The smile rule wasn’t arbitrary horror. It was a memory—hardcoded trauma. The performers had been punished for not smiling. The rule was their suffering, fossilized into system architecture.
"David?" Michael’s voice was careful. He’d seen David’s face change.
"We’re not just surviving this carnival," David said. His voice was quiet, and the quietness was worse than any coldness he’d deployed before. "We’re shutting it down."
The fluorescent lights flickered. One second. Two. Three—
"Eyes closed," David said. But he didn’t close his own. He turned to the mirror above the middle sink.

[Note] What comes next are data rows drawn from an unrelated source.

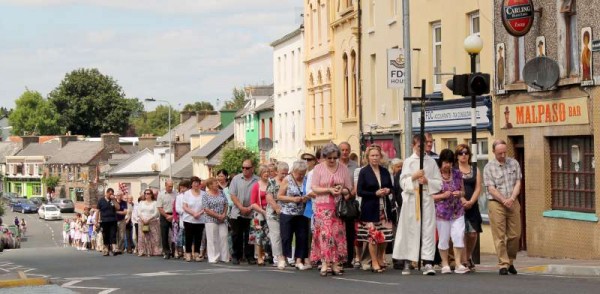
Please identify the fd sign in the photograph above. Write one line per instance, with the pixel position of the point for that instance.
(517, 16)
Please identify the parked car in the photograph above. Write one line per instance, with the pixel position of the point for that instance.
(39, 201)
(65, 205)
(26, 206)
(49, 212)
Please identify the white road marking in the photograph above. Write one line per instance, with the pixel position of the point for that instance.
(368, 282)
(70, 285)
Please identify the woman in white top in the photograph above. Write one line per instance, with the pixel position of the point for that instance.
(149, 226)
(193, 225)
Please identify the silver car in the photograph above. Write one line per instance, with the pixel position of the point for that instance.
(65, 205)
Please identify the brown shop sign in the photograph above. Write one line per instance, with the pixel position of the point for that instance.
(517, 16)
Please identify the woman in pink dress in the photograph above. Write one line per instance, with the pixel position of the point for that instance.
(330, 182)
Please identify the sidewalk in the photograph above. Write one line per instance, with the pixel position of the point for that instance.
(548, 266)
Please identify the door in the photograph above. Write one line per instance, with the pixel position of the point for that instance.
(520, 157)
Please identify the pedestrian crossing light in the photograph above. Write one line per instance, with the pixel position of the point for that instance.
(474, 84)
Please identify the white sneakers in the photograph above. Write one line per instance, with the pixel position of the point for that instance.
(428, 270)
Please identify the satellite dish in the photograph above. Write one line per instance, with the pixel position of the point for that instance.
(265, 144)
(541, 73)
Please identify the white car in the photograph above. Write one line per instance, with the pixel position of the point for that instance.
(49, 212)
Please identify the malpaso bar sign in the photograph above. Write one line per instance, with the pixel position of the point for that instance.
(517, 16)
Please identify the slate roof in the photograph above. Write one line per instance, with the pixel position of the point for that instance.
(77, 152)
(8, 149)
(37, 149)
(210, 147)
(266, 106)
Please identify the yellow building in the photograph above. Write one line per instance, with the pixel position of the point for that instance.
(344, 28)
(382, 107)
(438, 30)
(318, 55)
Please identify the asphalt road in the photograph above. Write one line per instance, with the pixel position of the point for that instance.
(90, 272)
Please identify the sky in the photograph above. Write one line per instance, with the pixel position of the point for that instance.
(181, 51)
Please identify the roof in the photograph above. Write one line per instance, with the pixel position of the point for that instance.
(8, 149)
(77, 152)
(190, 127)
(266, 106)
(218, 141)
(37, 149)
(182, 168)
(289, 36)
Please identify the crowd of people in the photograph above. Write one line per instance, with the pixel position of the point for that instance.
(302, 215)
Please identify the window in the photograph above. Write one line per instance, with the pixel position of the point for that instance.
(572, 173)
(437, 55)
(569, 11)
(475, 30)
(346, 96)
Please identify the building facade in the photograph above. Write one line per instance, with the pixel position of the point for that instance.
(318, 58)
(288, 96)
(553, 132)
(382, 108)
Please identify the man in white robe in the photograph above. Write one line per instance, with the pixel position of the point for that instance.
(408, 233)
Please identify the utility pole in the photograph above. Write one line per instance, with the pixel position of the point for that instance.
(407, 78)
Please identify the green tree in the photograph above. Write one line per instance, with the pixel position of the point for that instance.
(91, 103)
(237, 101)
(34, 115)
(155, 122)
(199, 106)
(233, 157)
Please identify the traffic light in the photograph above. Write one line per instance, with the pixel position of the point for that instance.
(474, 84)
(479, 84)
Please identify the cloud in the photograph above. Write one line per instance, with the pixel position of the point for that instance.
(226, 44)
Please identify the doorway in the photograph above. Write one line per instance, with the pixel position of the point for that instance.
(519, 144)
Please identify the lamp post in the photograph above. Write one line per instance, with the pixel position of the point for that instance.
(473, 46)
(170, 134)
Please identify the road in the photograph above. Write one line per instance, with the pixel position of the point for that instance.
(90, 272)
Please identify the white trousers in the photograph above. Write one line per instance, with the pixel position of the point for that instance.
(454, 229)
(217, 246)
(275, 237)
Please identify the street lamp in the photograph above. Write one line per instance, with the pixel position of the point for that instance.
(170, 135)
(473, 45)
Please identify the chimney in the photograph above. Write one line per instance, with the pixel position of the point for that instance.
(64, 140)
(181, 149)
(111, 142)
(26, 140)
(146, 141)
(185, 115)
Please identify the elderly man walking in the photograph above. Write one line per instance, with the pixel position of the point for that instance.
(502, 177)
(164, 204)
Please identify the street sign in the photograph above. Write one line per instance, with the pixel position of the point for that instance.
(517, 16)
(595, 45)
(396, 69)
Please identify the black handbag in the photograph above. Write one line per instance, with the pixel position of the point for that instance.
(347, 209)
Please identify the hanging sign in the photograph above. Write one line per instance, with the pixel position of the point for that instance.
(517, 16)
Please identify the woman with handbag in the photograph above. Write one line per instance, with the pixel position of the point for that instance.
(375, 226)
(258, 203)
(330, 183)
(149, 226)
(291, 220)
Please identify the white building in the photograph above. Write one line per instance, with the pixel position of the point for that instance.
(289, 109)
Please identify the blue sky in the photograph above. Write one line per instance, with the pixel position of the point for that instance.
(179, 50)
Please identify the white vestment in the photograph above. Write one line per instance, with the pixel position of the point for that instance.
(406, 243)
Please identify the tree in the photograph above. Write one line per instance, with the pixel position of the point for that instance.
(237, 101)
(233, 157)
(91, 103)
(155, 122)
(199, 106)
(34, 115)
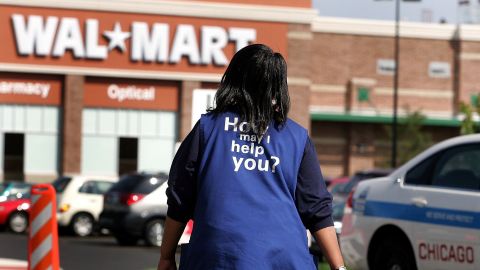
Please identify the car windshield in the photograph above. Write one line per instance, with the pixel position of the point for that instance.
(337, 211)
(15, 191)
(358, 177)
(338, 188)
(142, 184)
(61, 183)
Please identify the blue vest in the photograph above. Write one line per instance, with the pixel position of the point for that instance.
(245, 214)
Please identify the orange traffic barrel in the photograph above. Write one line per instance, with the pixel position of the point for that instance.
(43, 234)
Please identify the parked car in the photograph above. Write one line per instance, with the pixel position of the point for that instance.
(342, 193)
(135, 208)
(337, 182)
(80, 201)
(14, 205)
(425, 215)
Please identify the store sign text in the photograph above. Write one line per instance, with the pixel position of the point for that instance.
(121, 94)
(53, 36)
(25, 88)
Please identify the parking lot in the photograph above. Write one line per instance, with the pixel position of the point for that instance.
(96, 252)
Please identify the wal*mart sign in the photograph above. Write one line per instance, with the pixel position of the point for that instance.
(53, 36)
(138, 42)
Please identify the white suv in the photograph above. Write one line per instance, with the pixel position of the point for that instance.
(425, 215)
(80, 201)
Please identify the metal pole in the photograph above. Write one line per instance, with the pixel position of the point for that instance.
(395, 84)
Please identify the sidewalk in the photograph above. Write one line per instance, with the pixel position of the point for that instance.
(11, 264)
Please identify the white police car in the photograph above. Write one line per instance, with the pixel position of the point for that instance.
(425, 215)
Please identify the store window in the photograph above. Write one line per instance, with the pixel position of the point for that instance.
(13, 156)
(116, 141)
(452, 168)
(127, 155)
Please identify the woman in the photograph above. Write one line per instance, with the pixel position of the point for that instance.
(250, 179)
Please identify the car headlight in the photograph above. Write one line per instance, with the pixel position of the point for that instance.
(23, 206)
(64, 207)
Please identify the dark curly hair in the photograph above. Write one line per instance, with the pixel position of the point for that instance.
(255, 86)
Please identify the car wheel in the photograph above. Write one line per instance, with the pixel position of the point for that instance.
(125, 239)
(82, 224)
(154, 232)
(394, 255)
(18, 222)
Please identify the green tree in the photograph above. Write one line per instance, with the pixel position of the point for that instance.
(470, 126)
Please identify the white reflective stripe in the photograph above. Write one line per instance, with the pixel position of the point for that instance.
(41, 251)
(41, 219)
(35, 199)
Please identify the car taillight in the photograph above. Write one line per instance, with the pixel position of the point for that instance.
(131, 198)
(349, 203)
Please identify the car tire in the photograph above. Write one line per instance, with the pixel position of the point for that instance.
(153, 233)
(124, 238)
(18, 222)
(394, 254)
(82, 224)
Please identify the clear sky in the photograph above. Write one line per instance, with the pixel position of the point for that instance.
(385, 9)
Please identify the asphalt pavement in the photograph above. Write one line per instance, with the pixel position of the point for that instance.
(92, 253)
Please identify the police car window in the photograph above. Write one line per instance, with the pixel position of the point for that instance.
(103, 186)
(458, 168)
(88, 187)
(422, 173)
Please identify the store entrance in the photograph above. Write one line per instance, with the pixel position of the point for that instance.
(13, 156)
(127, 155)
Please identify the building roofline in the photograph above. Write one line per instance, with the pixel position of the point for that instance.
(367, 27)
(229, 11)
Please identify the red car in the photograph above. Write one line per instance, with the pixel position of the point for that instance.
(14, 205)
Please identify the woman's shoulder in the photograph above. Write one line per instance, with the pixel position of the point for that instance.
(292, 124)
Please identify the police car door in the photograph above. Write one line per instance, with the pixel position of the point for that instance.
(444, 192)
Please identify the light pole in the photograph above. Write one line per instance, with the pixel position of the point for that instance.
(395, 84)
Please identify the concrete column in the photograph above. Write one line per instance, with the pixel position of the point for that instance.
(360, 148)
(71, 151)
(186, 99)
(299, 72)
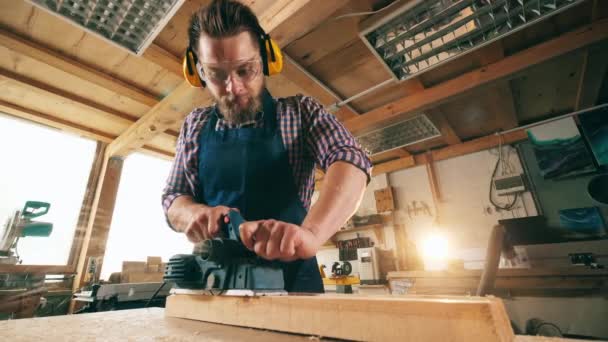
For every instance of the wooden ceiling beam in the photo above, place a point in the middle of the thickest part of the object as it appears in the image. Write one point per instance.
(71, 127)
(448, 152)
(174, 107)
(593, 71)
(448, 134)
(54, 122)
(501, 70)
(13, 79)
(165, 114)
(73, 67)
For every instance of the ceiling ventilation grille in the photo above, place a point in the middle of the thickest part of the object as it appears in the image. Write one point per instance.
(408, 132)
(132, 24)
(424, 34)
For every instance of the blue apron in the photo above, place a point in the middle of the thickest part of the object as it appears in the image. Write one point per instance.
(248, 168)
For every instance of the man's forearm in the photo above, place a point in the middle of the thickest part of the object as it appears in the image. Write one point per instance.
(341, 194)
(180, 212)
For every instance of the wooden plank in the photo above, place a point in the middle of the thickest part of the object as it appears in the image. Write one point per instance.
(74, 128)
(151, 324)
(447, 132)
(55, 122)
(162, 116)
(377, 318)
(51, 90)
(310, 15)
(500, 70)
(71, 66)
(59, 35)
(175, 106)
(451, 151)
(161, 57)
(115, 121)
(593, 71)
(278, 13)
(315, 88)
(133, 325)
(329, 36)
(47, 269)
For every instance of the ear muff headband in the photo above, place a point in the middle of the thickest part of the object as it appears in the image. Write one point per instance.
(189, 69)
(272, 61)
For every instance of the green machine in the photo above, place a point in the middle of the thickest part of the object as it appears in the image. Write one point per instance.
(22, 224)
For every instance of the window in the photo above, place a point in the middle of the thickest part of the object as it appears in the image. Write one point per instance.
(43, 164)
(138, 226)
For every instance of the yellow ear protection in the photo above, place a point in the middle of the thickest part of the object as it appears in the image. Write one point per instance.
(190, 70)
(272, 60)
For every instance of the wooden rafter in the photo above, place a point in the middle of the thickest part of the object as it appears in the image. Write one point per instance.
(64, 63)
(593, 70)
(173, 107)
(448, 134)
(15, 80)
(501, 70)
(448, 152)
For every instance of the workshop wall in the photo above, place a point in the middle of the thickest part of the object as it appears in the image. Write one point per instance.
(466, 216)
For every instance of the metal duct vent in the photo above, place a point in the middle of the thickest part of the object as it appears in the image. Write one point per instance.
(408, 132)
(132, 24)
(424, 34)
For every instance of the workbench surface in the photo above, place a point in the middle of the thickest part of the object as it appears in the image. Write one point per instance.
(145, 325)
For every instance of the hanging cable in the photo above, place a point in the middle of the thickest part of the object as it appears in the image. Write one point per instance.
(496, 205)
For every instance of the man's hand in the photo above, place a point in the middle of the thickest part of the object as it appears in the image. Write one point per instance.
(284, 241)
(205, 222)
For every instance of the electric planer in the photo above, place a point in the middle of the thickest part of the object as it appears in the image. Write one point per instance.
(225, 267)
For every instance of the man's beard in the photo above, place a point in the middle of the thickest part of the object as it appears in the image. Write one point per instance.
(232, 111)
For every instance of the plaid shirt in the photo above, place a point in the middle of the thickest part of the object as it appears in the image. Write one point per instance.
(311, 135)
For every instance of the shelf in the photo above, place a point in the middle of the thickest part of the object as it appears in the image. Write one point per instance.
(378, 230)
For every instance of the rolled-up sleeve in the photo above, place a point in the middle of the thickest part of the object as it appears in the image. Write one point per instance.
(183, 177)
(329, 141)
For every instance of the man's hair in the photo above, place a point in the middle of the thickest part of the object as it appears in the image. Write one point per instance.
(222, 18)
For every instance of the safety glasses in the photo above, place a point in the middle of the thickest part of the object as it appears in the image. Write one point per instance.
(243, 71)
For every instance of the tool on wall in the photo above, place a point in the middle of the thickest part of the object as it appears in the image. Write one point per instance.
(21, 224)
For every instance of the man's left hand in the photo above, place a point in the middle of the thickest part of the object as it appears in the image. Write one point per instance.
(272, 240)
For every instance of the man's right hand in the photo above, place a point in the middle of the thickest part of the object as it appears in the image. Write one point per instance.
(205, 222)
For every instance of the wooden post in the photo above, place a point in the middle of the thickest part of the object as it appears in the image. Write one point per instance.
(495, 244)
(87, 205)
(353, 317)
(96, 235)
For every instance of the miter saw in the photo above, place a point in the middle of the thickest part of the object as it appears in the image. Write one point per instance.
(225, 267)
(19, 225)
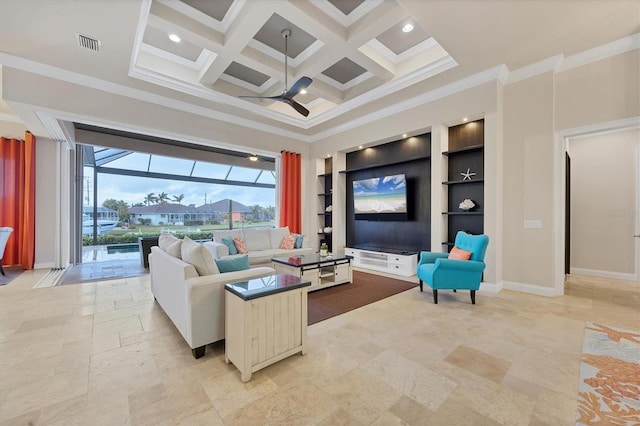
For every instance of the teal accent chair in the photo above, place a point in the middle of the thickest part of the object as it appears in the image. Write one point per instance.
(442, 273)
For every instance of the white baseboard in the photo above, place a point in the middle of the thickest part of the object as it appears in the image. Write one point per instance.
(491, 287)
(411, 279)
(529, 288)
(603, 274)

In the glass: his reflection, but wrong. The reflection-David was smiling—a wide, manic grin that the real David was not wearing.
Rule 4: If the reflection smiles at you but you are not smiling, shatter the glass.
David drove his combat knife into the mirror. The glass exploded. Behind it: concrete wall, and carved into the concrete, the remaining rules of the restroom matrix.
He memorized them in seconds. Rule 5 through 10—floor-dissolution triggers, memory-dissolving soap, the incinerator stall, the backward-exit requirement. Each one a miniature death puzzle nested inside the larger dungeon.
But Rule 9 was the one that mattered: Stall #4 is the incinerator. Feed it a piece of your own flesh to receive an offering.
David looked at his bandaged hands. Still bleeding from the Jester’s skull. Flesh already torn. Payment already extracted.
He walked to Stall #4. Opened the door. Inside: no toilet, just a vertical pipe descending into roaring fire. He held his bleeding hand over the flame and squeezed. Blood dripped into the abyss.
The fire turned gold. Something shot upward from the depths.
David caught it with his left hand. A card. Solid gold. Warm with a light that neutralized the ambient pollution.
[Hidden Exchange Complete.]
[Item Upgraded: Middle-Class Ticket → VIP Golden Ticket.]
[Status: VIP Guest. Immune to Lower and Middle-Class rules. Limited administrative authority over Circus Staff.]
"Walk backward through the door," David told Michael. "Rule 10."
They exited the restroom facing inward, watching the darkness until the door slammed shut behind them.
Eleven minutes remaining in intermission. David had a golden ticket, a dying notebook, and a plan.